The animals in this study were treated in accordance with and all experimental protocols were approved by the German Animal Welfare Authorities (approval no. G0152/04, T0149/04, O0145/04). After being weaned at 21 days, F2 mice were fed a standard maintenance diet (Ssniff diet V1534-0; Castrop-Rauxel, Germany) containing 19.0% crude protein, 3.3% crude fat, 4.9% crude fiber, 6.4% crude ash, 54.1% nitrogen-free extract (thereof 36.5% starch and 4.7% sugar), vitamins, trace elements, amino acids, and minerals (12.8 MJ/kg metabolizable energy; thereof 9% energy from fat, 58% from carbohydrates, and 33% from proteins). The fat was derived from soy oil (50–60%) and wheat and barley (40–50%). All mice had ad libitum access to food and water.
Total body lean and fat mass.
All F2 animals were phenotyped at 10 wk of age. Total fat mass and total lean mass were determined in nonanesthetized mice by quantitative magnetic resonance interference analysis using the EchoMRI whole body magnetic resonance analyzer (Echo Medical Systems, Houston, TX) (42, 46). Each magnetic resonance measurement per animal was repeated two or three times, and the mean was used for further analyses. Total fat mass represented the sum of all fat in the body. Total lean mass included mainly muscle and inner organs. Skeletal muscle mass accounted for the largest portion of total lean mass.
Serum leptin and adiponectin.
At 10 wk, after a fasting period of 2 h, mice were anesthetized under isoflurane and killed. During decapitation, blood was collected. Serum aliquots for the measurement of leptin and adiponectin were stored at −20°C until use. Serum leptin and adiponectin were determined by enzyme-linked immunosorbent assay kits (mediagnost, Reutlingen, Germany, and R and D Systems, Wiesbaden, Germany, respectively). For leptin, samples were diluted 1/10 vol/vol with dilution buffer. For adiponectin, samples were diluted 1/5,000 vol/vol or 1/8,000 vol/vol with Reagent Diluent. According to the manufacturer, intra-assay coefficients of variation were 4.4 and 5.8%, and interassay coefficients of variation were 4.7 and 6.0% with sensitivities of 0.01 and 0.003 ng/ml for mouse leptin and adiponectin, respectively.
Bone mineral density.
The carcasses were stored at −20°C until the measurement of bone mineral density. Carcasses were thawed, and subsequently total bone mineral density was measured by dual-energy X-ray absorptiometry with the Lunar PIXImus Densitometer (GE Medical Systems, Madison, WI).

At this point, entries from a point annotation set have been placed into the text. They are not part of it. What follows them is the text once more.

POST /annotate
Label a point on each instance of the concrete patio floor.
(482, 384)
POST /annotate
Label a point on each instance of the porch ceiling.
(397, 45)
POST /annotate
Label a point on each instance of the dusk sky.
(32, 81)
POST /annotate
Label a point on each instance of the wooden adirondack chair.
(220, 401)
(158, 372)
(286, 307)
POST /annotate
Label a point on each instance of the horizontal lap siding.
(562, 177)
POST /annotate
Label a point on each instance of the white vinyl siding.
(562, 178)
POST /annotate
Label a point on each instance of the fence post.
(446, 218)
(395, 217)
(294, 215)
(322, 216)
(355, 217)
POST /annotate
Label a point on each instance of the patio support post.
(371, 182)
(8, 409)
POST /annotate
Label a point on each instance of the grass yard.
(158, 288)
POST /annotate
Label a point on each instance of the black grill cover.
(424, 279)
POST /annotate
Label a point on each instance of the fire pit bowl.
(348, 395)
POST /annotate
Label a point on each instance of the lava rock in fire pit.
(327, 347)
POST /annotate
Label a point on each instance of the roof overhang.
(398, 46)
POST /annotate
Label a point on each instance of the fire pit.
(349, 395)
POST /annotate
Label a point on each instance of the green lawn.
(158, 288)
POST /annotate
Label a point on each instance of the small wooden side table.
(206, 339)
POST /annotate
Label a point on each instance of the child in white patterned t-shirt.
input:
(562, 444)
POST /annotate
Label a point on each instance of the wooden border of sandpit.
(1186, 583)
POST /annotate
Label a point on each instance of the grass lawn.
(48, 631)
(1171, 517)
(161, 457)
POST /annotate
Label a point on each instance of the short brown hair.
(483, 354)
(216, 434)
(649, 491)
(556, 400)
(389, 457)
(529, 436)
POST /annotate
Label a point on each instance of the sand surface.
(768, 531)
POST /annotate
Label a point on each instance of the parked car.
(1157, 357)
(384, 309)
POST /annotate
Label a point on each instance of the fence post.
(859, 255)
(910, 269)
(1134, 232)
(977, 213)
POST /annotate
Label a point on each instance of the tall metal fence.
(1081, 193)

The foundation for SEM in controlled population genetics rests on the randomization mechanism of the meiosis process. The causal relationship of QTL to phenotypes is intuitive, while the inference of causality between phenotypes needs stringent model comparisons. According to a procedure suggested by Li et al. (27), we first identified main-effect QTLs affecting the measureable variables lean mass, fat mass, serum leptin and adiponectin concentrations, and bone mineral density and then checked them for pleiotropic, epistatic, and sex-specific effects in the F2 population. Using this information, we defined an initial path model, followed by rounds of model assessment and refinement.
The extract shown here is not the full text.